To post or not to post, that is the question.
Facebook has created a virtual stage for pouty selfies, glamorous check-ins and endless #tags. And, with over one billion active users, it’s a pretty big stage.
Facebook’s mission statement ‘give people the power…to share and express what matters to them.’
Think about what you are posting
Sharing information on Facebook can be a great way to stay in touch with friends and family. If you are separating from a partner or spouse then you may be tempted to updated your friends, even show off if you are happily single or loved up in a new relationship. However, there are some serious disadvantages to posting about your personal life, you could be under scrutiny and anything you post could come back to haunt you. Even if you subsequently delete a post, someone may already have taken a screen shot or saved it, making it difficult to delete your digital footprint.
The best option is to have a break from Facebook altogether. If you can’t bear to be disconnected then make sure you thoroughly review your privacy settings. If you have to post, then don’t post anything untrue, exaggerated or inconsistent. Consider when posting if you would be happy for everyone to see it, from your parents to your boss at work.

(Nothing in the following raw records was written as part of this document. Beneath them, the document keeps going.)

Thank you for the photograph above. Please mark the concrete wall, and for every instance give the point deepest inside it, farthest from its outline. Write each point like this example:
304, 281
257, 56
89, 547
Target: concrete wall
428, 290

Be aware that your posts and information on your page could be used as evidence of your lifestyle and spending habits, your behaviour and parenting practice. Don’t make light hearted comments about drink, drugs or irresponsible behaviour, even if in jest. Evidence could even be gathered about a new relationship which you may have formed. It is better not to intimate a change in relationship status on your Facebook page.
Be mindful that posts could cause conflict and emotional damage. Separation is difficult enough without making it harder. Posts of new partners and children, for example, could simply antagonise an already painful situation.